ライゼンがリビングへと入ってくる。3人は地図を見下ろした。

「さて、少し明日の計画を立てよう」

ライゼンが話を先行する。

「この町には百一もの駄菓子屋が存在する。だが、時間を無限にかけられるわけじゃない。そこで、この中から可能性の高い場所をピックアップして三人で手分けしたいと思ってる」

「妥当だな」

ドリーも頷く。

「三人で一日で回るなら最大でも一人十五が限界かな」

リンも口を開く。

「あぁ 思ったよりも密集してない分、十から十三が限度だと思う。そこで、二人には絶対にここは外せないという場所を提示してもらいたい」

「そういう事なら俺は此処と此処と此処だな」

ドリーは3つの場所を指差す。

「根拠はあるか?」

「んー 明確な根拠って言われるとねぇけどよ。一つ目のバウマーってとこは中心地って事もあって外せねぇかなって感じだ。二つ目のドンドンは此処からそう遠くねぇ。灯台下暗しって寸法を考えると妥当だと思ったぜ。三つ目のドロシーは場所が不自然だなって思ってよ。駄菓子屋なのにすげー町のはずれにある感じがしてよ」

「なるほどな。リンはどうだ?」

「俺はドリーと同じでバウマーって所とドロシーって所は気になってた。後は此処かな?」

リンが指差した場所はこのホテルだった。

「おいリン、此処は駄菓子屋じゃねぇぞ」

「そうだな。理由を聞かせてくれ」

「うん。俺少し気になってたんだけど、俺たちが持ってる情報って老婆が鍵、お菓子が沢山だったと思うんだ。
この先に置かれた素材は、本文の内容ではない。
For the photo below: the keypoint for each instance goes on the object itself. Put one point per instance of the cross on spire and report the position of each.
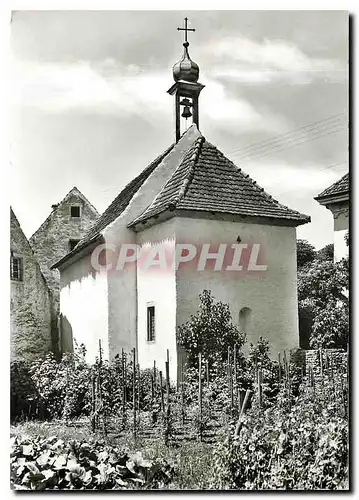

だから、駄菓子屋っていうのは賛成なんだけどそれだけじゃないと思ってさ、此処にも当てはまる物があるんだよ」

リンの言葉にライゼンが目を開く。

「そうか、確かにある」

「え?」

「この二つが当てはまる場所は売店も当てはまりうる。しかも、此処の売店は老婆がいた」

「おいおい、ちょっと待てよ。そんなこと言い出したらそれこそ時間がねぇよ」

「あぁ、だから、リンの案は此処だけって事にしよう。なんなら今から行けるしな」

リンは元気に頷く。

「俺も二人と同じ場所が気になっていた。恐らく、会場への案内が目的のはず。つまり試験会場に続くとすれば大きな土地が必要だからな地下に作るにせよ、山に造るにせよ中心地、山付近の可能性は高いと思う」

「よし、それじゃ、バウマー、ドンドン、ドロシーの周辺で三人で手分けしよーぜ」

3人は各々で十三軒選び、照らし合わせると再び各々でルートどりを考えた。

「よっしゃ、これで行こう」

ドリーが沈黙を破った時、時計の針は20時を過ぎていた。

「周り終わるか、見つけた場合連絡をしよう」

「え?俺電話持ってないよ」

「そうか、それじゃあ俺とドリーはこのホテルにかけることにするからホテルマンから伝言を聞いてくれ」

「うん、わかった」

地図や日程をメモした紙をしまう。グー 室内にお腹の鳴る音が響き渡った。

「腹減ったー」

その正体はリンだった。ライゼンは少し口角を上げる。

「それじゃあ、売店にでも行ってみるか」

2人が立ち上がると部屋のドアへと向かう。するとドリーが立ち上がった。

「お二人さん、忘れ物だぜ」

ドリーの手にはリンのリュックと服、ライゼンのバックが握られていた。

「少し買い物行くだけだよ?」

リンが首を傾げる。

「チェイサー試験は何が起こるかわかんねぇ」

ドリーは2人には物を手渡すとドアを開けた。